Let us rebel against poisonous academics and their preposterous claptrap of exclusion is an article by Robert Fisk about the way academics litter their disciplines with language that serves to mystify rather than clarify anything to anyone. I know what he means. [link is now broken]
[updated 2021]
Fifteen years later, I’ve deleted links below to things that I thought were pretentious at the time. I probably still do think they are pretentious, but I’ve got skin in the game too, now, as an academic, and if I’ve learned one thing from being a postgrad, it’s about maintaining dignity and respect in the conversation. I am also aware that although there is a lot of ridiculous jargon and theoretical froth and bubble around, there’s always the chance that maybe you simply don’t understand it yet. I feel that way about Foucault now—for years, I was annoyed by the way that every single academic seemed to refer to Foucault. I feel differently now: what little I understand of Foucault is enough to make me realize that what he says is vitally important. It’s difficult to understand because he’s talking about complex things that we take for granted, and therefore cannot see them easily.
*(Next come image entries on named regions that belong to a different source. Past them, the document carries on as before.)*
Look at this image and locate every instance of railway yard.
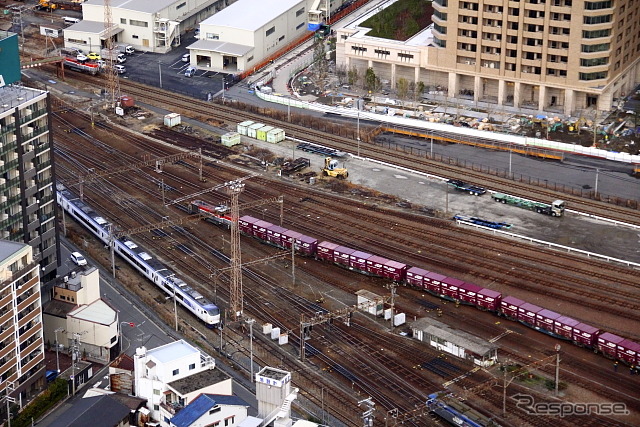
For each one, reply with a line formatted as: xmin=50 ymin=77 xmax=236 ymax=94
xmin=40 ymin=70 xmax=640 ymax=426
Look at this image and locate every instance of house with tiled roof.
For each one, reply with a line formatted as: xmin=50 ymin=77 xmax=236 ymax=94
xmin=170 ymin=394 xmax=249 ymax=427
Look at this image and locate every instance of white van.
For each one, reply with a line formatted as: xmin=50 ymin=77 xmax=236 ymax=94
xmin=62 ymin=16 xmax=80 ymax=24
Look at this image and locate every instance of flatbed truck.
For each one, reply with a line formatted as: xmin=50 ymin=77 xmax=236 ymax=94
xmin=491 ymin=193 xmax=566 ymax=216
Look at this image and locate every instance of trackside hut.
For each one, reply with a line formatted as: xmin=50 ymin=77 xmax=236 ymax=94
xmin=411 ymin=317 xmax=498 ymax=367
xmin=187 ymin=0 xmax=308 ymax=73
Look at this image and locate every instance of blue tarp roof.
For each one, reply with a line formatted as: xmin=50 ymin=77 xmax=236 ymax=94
xmin=171 ymin=393 xmax=249 ymax=427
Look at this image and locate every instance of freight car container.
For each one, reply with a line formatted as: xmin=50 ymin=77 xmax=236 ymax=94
xmin=500 ymin=296 xmax=524 ymax=320
xmin=220 ymin=132 xmax=242 ymax=147
xmin=296 ymin=234 xmax=318 ymax=256
xmin=267 ymin=128 xmax=285 ymax=144
xmin=407 ymin=267 xmax=429 ymax=289
xmin=252 ymin=220 xmax=273 ymax=241
xmin=349 ymin=251 xmax=372 ymax=272
xmin=536 ymin=308 xmax=560 ymax=334
xmin=367 ymin=255 xmax=389 ymax=277
xmin=573 ymin=323 xmax=600 ymax=347
xmin=477 ymin=288 xmax=502 ymax=311
xmin=424 ymin=271 xmax=447 ymax=295
xmin=553 ymin=316 xmax=580 ymax=340
xmin=458 ymin=282 xmax=482 ymax=305
xmin=316 ymin=241 xmax=340 ymax=262
xmin=256 ymin=126 xmax=273 ymax=142
xmin=440 ymin=277 xmax=464 ymax=300
xmin=383 ymin=261 xmax=407 ymax=282
xmin=238 ymin=215 xmax=259 ymax=236
xmin=333 ymin=246 xmax=356 ymax=267
xmin=267 ymin=225 xmax=287 ymax=247
xmin=596 ymin=332 xmax=624 ymax=357
xmin=518 ymin=302 xmax=542 ymax=326
xmin=282 ymin=230 xmax=302 ymax=249
xmin=236 ymin=120 xmax=255 ymax=136
xmin=617 ymin=340 xmax=640 ymax=365
xmin=247 ymin=123 xmax=265 ymax=138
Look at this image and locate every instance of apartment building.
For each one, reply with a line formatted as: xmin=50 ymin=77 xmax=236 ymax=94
xmin=337 ymin=0 xmax=640 ymax=115
xmin=0 ymin=240 xmax=45 ymax=418
xmin=0 ymin=32 xmax=60 ymax=281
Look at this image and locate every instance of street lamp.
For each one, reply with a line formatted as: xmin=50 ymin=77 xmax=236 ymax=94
xmin=53 ymin=328 xmax=64 ymax=373
xmin=246 ymin=318 xmax=256 ymax=381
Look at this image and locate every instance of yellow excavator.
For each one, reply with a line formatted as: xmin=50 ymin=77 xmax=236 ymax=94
xmin=322 ymin=157 xmax=349 ymax=179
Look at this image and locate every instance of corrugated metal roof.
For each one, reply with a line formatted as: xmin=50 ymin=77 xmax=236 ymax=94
xmin=411 ymin=317 xmax=498 ymax=356
xmin=171 ymin=394 xmax=249 ymax=427
xmin=201 ymin=0 xmax=307 ymax=31
xmin=187 ymin=40 xmax=253 ymax=56
xmin=68 ymin=299 xmax=116 ymax=325
xmin=85 ymin=0 xmax=180 ymax=13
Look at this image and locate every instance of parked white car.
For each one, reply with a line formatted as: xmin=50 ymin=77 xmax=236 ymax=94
xmin=71 ymin=252 xmax=87 ymax=265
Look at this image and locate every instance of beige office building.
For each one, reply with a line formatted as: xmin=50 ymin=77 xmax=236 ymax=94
xmin=337 ymin=0 xmax=640 ymax=115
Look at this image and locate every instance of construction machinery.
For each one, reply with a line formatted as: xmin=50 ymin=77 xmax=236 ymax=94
xmin=322 ymin=157 xmax=349 ymax=179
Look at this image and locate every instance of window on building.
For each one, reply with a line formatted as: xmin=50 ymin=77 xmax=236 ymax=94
xmin=584 ymin=15 xmax=613 ymax=25
xmin=129 ymin=19 xmax=149 ymax=28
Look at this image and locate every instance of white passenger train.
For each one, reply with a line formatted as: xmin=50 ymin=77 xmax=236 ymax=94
xmin=57 ymin=184 xmax=220 ymax=328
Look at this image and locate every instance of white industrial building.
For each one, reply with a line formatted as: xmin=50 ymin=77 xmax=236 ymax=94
xmin=64 ymin=0 xmax=240 ymax=53
xmin=188 ymin=0 xmax=312 ymax=73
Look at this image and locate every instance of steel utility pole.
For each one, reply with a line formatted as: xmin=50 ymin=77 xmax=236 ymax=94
xmin=227 ymin=181 xmax=244 ymax=320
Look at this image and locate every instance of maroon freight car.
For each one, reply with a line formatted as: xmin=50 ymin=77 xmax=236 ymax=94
xmin=553 ymin=316 xmax=580 ymax=340
xmin=238 ymin=215 xmax=260 ymax=236
xmin=500 ymin=296 xmax=525 ymax=320
xmin=477 ymin=288 xmax=502 ymax=311
xmin=367 ymin=255 xmax=389 ymax=277
xmin=316 ymin=241 xmax=340 ymax=262
xmin=296 ymin=234 xmax=318 ymax=256
xmin=349 ymin=251 xmax=373 ymax=272
xmin=407 ymin=267 xmax=429 ymax=289
xmin=597 ymin=332 xmax=624 ymax=357
xmin=458 ymin=282 xmax=482 ymax=305
xmin=383 ymin=261 xmax=407 ymax=282
xmin=267 ymin=225 xmax=287 ymax=247
xmin=424 ymin=271 xmax=447 ymax=295
xmin=536 ymin=308 xmax=560 ymax=333
xmin=333 ymin=246 xmax=356 ymax=267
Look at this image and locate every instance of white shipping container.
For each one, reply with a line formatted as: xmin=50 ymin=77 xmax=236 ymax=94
xmin=267 ymin=128 xmax=284 ymax=144
xmin=237 ymin=120 xmax=254 ymax=135
xmin=164 ymin=113 xmax=182 ymax=128
xmin=220 ymin=132 xmax=241 ymax=147
xmin=247 ymin=123 xmax=265 ymax=138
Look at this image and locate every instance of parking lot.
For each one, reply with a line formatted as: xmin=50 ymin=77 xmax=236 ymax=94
xmin=120 ymin=31 xmax=230 ymax=99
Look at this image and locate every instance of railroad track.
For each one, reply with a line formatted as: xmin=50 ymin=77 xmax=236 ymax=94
xmin=41 ymin=74 xmax=640 ymax=227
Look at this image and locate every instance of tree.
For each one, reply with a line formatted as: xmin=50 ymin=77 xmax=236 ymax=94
xmin=396 ymin=77 xmax=409 ymax=106
xmin=364 ymin=67 xmax=380 ymax=92
xmin=347 ymin=67 xmax=360 ymax=85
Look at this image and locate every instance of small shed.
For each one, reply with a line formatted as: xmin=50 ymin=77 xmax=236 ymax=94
xmin=411 ymin=317 xmax=498 ymax=367
xmin=220 ymin=132 xmax=241 ymax=147
xmin=267 ymin=128 xmax=285 ymax=144
xmin=164 ymin=113 xmax=182 ymax=128
xmin=247 ymin=123 xmax=265 ymax=139
xmin=356 ymin=289 xmax=384 ymax=316
xmin=236 ymin=120 xmax=255 ymax=135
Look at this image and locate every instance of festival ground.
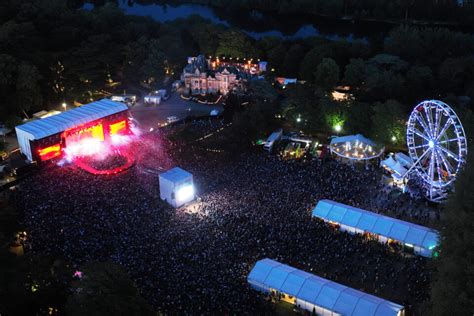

Zadie Smith wrote somewhere—I think it was in a list of 10 tips for writers, maybe—that you shouldn’t deride something in another writer just because they write in a way that you wouldn’t yourself. Something like that. It struck me as one of the kindest, best touchstones you could live by, and I think that applies to the link that I’ve now deleted above. It’s not my cup of tea, not the way I’d do things, but that doesn’t mean I have a right to denigrate it. Zadie Smith also said elsewhere that the reason she doesn’t do social media, is because she wants to retain the right to be wrong, that is to say, the chances are that you might be wrong about stuff. If you constantly put yourself online, you put yourself at the mercy of others who might point out where you’re wrong, or else you say nothing at all. The older I get—or is it the older the internet gets?—the more I think those are the wisest words ever spoken about the public sphere. There is something very humble and liberating about saying that you’re going to keep your opinions to yourself, because you may be wrong. I wish I’d done it when I wrote the post above.
Thank you for the link to the Robert Fisk article.
As a retired professor, whose last decade was spent at a university system in Mexico, I might add that obtuse verbal pompousness has been raised to strange new levels by Mexican academics. I left every faculty meeting with far less hair that I had before it began.
couldnt agree more I love learning ,I understand all the academic jargon they use simply because i’ve been forced to become an expert at decoding it over the years – what I dont understand is the need for its use and why ideas have to be dressed up and hidden under this nonsense.It’s actually made me leave university even though I love my field because the ability to express your ideas is so stifled and constricted by this language.